Throwback : le dernier shooting de Kurt Cobain (1994)
La vie a cette particularité de faire de simples moments ordinaires des légendes après quelques instants, jours ou années. Le genre de moment que l’on souhaite vivre pleinement, avec plus d’entrain et moins d’innocence, pour pouvoir en saisir toutes les subtilités qui aideront à résoudre ces mystères qui se mueront en obsessions pour certains. C’est peut-être avec ce ressentiment que le photographe Youri Lenquette se remémore un de ces instants historiques ; lui qui deviendra un soir de février 1994, le dernier à immortaliser le leader du groupe Nirvana, Kurt Cobain, sur une série photographique avant son suicide quelques semaines plus tard.
C’est au cours d’une tournée du groupe en Australie que le photographe, alors journaliste pour la presse rock, rencontre ses membres et se lie d’amitié avec le meneur du groupe. Un homme qu’il qualifie d’ « une personnalité très attachante, pleine de raffinement et d’une douceur presque féminine ou enfantine. Mais c’était aussi quelqu’un d’extrêmement perturbé et fragile, même si j’aurais jamais pensé qu’il ferait ce qu’il a fait ». Impossible évidemment pour Youri Lenquette de prévoir ce suicide qui a surpris le monde entier, même s’il est à cette époque conscient de l’état mental de l’artiste. Une mort qui éveillera des interrogations notamment sur les signes annonciateurs de cet acte lors de cette séance photo.

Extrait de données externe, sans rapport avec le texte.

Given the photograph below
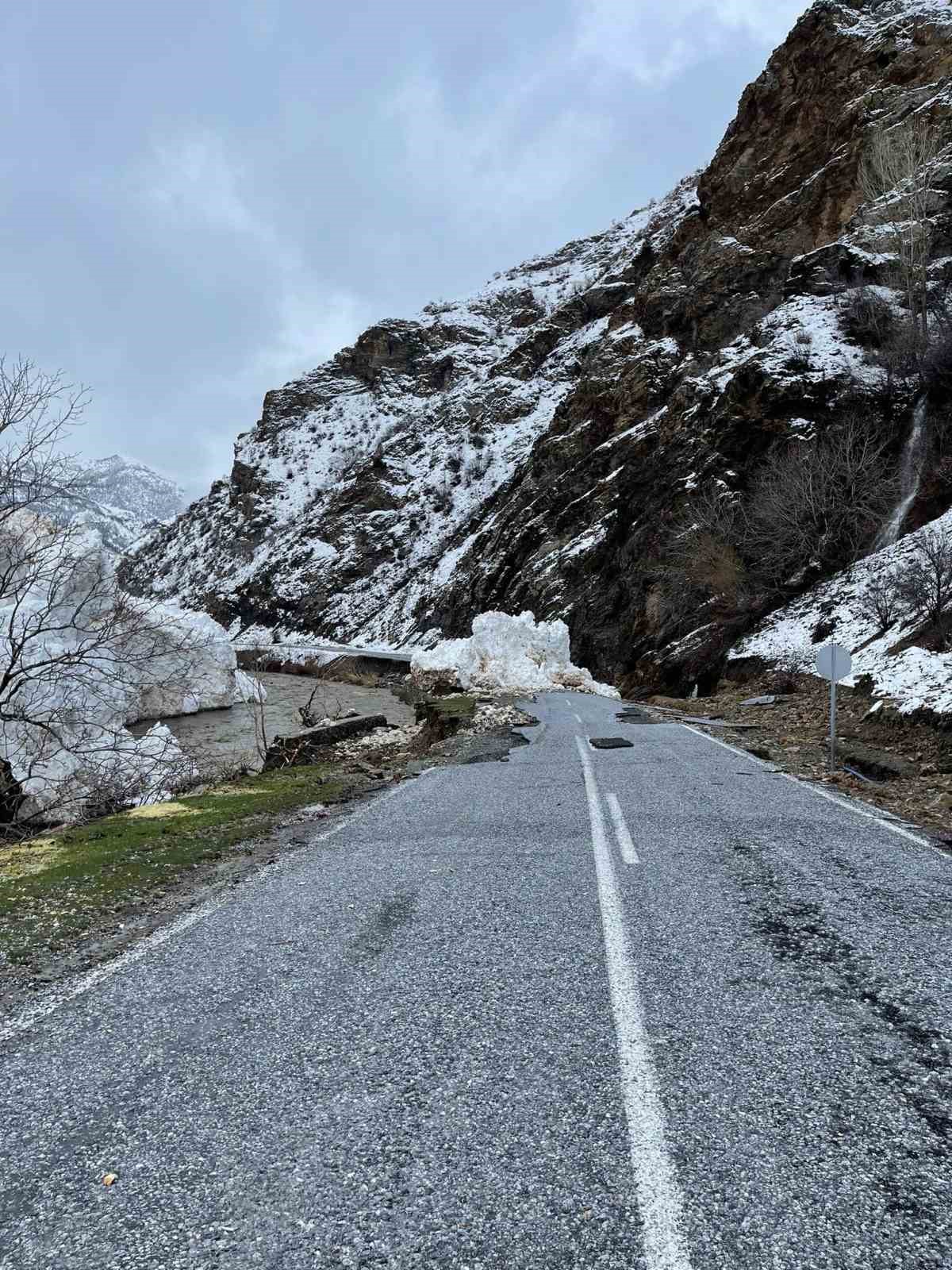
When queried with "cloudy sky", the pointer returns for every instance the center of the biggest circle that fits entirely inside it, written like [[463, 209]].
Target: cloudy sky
[[203, 200]]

Revolver 22 long rifle pointé à bout de bras, doigts contractés sur la détente, un œil fermé et l’autre dans le viseur ; telle est la posture qu’arbore le chanteur sur la photo la plus marquante du shooting. Lui qui évite toute sa vie les caméras et les appareils photos, refusant tout shooting habituellement, sollicite cette fois lui-même le photographe, devenu son ami, pour une séance improvisée. Kurt y est habillé d’un pull vert déchiré sur le torse, comme s’il venait d’achever un combat, une guerre, peut-être contre lui, et qu’il s’apprête à mettre un terme à cette souffrance à l’aide d’une arme à feu. Une arme à feu, comme le fusil qui mettra fin à ses jours dans sa maison à Seattle, le 5 avril. Si la mise en scène du shooting est propice aux multiples hypothèses et supputations les plus fantaisistes, on peut quand même s’interroger sur la signification et l’importance que ces photos ont pu avoir pour Kurt Cobain, lui qui a insisté pour poser avec son –faux- pistolet. Une simple envie, un appel à l’aide, ou un testament ? On ne le saura peut-être jamais et c’est ce qui tend à rendre cette photo et cet instant légendaires.